# Lights for trail riding!



## letsgetserious (Apr 17, 2009)




----------



## Luv 2 Trail (Jun 11, 2009)

THANKS for the info! Just what I need!


----------



## AnnaLover (Sep 27, 2009)

Very cool!


----------



## KristinJ (Dec 24, 2009)

Neat!!!


----------



## paintluver (Apr 5, 2007)

Awesome!


----------



## Honeysuga (Sep 1, 2009)

That is neato. I never do any night riding (scared of the dark hehe), but that is a great idea.


----------



## mom2pride (May 5, 2009)

I usually only ride at night on moonlit nights, and that is more than enough light for my horse to see well; lights can really mess with your horse's night vision, so I would prefer not to use them, if I can. I don't ride on roads though, when I ride, so I don't need light, just my horse's eyes.


----------



## letsgetserious (Apr 17, 2009)

Those ones aren't big enough to interfere with a horse's night vision.
That's why I usually attach a few glow sticks to my saddle and breast plate because unlike other lights, they don't mess with it.
It's also really handy because I have to ride on roads to get to the trails I want to use.
Riding at night is great, I just let my horse pick his way through trails and he loves it. Sometimes it gets scary when I hear noises in the woods but that's half the fun lol!
Galloping on a big grass strip is fun too because you can't see anything so you have to rely on your horse not to kill you haha.


----------



## RoadRider / Rios Dad (Jul 2, 2009)

mom2pride said:


> I usually only ride at night on moonlit nights, and that is more than enough light for my horse to see well; lights can really mess with your horse's night vision, so I would prefer not to use them, if I can. I don't ride on roads though, when I ride, so I don't need light, just my horse's eyes.

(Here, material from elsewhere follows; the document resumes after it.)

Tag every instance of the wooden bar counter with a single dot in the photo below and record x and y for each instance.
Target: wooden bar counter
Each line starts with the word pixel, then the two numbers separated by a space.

I have rode hundreds of miles in the dark and alot of it included road running late at night. I never used lights, a reflective tape on my back but no lights or nothing in front of me. I didn't want to mess with my night vision and any light in front of you can mess with it.
Horses see very well in the dark and negotiating deep cuts in the trial are no problem for a horse in total darkness.
I feel even that amount of light would mess with our vision.
Loved those moon lite rides.


----------



## SmoothTrails (Oct 1, 2009)

I've never been brave enough to do night riding on trails. I think I will the next time I go to LBL. They have some trails that I know well enough to be really comfortable on in a night ride.


----------



## Painted Horse (Dec 29, 2006)

I ride in the dark a lot during hunting season. We get up early, ride to where ever we want to hunt in the dark and tie the horses up and hunt all day, Return to camp after the sun has gone down. The best hunting hours are at sun up and sun down. We've also killed game and it takes an hour or so to cut it up and pack it on the horses. So we often make hour rides in the dark.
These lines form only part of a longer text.